Question: What PowerShell regex pattern will return an output like Bash’s string command?
I found an article on gc and Select-String: Episode #137: Free-base64-ing. http://blog.commandlinekungfu.com/2011/03/episode-137-free-base64-ing.html
I tried a number of regex patterns from a previous question: Regular Expression for alphanumeric and underscores.
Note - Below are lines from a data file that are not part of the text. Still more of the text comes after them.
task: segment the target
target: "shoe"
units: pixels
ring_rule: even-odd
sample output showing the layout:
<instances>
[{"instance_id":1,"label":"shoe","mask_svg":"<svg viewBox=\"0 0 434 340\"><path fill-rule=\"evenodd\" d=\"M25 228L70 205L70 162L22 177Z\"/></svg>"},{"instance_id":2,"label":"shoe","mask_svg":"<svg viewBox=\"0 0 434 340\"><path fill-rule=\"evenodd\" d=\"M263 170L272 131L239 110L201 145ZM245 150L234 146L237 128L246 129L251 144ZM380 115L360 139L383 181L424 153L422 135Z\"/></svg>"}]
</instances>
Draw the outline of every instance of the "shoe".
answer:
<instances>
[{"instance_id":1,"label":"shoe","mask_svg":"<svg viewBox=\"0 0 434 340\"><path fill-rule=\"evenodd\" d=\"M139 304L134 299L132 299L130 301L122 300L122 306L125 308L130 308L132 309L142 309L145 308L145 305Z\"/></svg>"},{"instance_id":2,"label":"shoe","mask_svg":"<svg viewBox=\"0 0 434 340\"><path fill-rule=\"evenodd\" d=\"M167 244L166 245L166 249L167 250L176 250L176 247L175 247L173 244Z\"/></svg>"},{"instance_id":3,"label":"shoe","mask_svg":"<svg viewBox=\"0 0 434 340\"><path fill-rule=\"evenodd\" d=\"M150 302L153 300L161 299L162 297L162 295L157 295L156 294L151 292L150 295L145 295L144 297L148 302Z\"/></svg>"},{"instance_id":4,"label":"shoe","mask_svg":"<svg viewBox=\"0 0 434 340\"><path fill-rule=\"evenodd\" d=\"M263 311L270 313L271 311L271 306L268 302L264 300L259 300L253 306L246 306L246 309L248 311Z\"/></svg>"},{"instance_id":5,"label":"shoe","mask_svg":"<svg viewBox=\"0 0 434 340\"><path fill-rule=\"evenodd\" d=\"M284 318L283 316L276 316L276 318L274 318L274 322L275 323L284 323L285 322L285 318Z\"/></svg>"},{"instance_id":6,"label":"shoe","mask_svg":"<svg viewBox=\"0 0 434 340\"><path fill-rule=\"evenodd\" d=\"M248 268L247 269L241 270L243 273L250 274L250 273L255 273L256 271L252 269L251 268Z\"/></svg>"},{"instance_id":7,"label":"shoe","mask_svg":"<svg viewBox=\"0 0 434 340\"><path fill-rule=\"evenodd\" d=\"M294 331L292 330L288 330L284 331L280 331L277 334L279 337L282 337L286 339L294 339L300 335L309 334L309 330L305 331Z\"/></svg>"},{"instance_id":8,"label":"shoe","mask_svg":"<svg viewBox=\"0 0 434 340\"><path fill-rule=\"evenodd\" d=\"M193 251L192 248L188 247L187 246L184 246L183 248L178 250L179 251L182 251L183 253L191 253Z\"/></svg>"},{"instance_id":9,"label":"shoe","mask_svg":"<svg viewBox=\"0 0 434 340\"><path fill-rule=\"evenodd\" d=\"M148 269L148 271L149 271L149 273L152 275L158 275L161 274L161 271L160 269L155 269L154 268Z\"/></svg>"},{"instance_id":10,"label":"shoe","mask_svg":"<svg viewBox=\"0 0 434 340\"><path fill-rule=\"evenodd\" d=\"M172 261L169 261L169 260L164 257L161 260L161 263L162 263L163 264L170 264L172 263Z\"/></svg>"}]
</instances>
Regular Expression for alphanumeric and underscores
If I run in Bash: strings –all myfile.bin
Results: 52939 lines of character strings.
gc .\myfile.bin | Select-String -AllMatches “^[a-zA-Z0-9_]*$”
Results: a number of blank lines.
gc .\myfile.bin | Select-String -AllMatches “^\w*$”
Results: 9 lines of characters and a number of blank lines.
gc .\myfile.bin | Select-String -AllMatches “^\w*$”
Results: 9 lines of characters.
gc .\myfile.bin | Select-String -AllMatches “[A-Za-z0-9_]”
Results: Pretty much the entire file, unprintable characters and all.
gc .\myfile.bin | Select-String -AllMatches “^[\p{L} \p{Nd}_]+$”
Results: 20 lines of characters.
So what’s the regex trick that I am missing?
As mentioned, the lack of line breaks will prevent RegEx from working. Microsoft Sysinternals’ strings utility is a good solution.
If you need a native PowerShell solution, ping me. I wrote a Get-Strings cmdlet in C# that does ASCII (UTF8) and Unicode (UTF16) string extraction from binaries. It is not as fast as Sysinternals, but does have the advantage of putting the output into the PowerShell pipeline.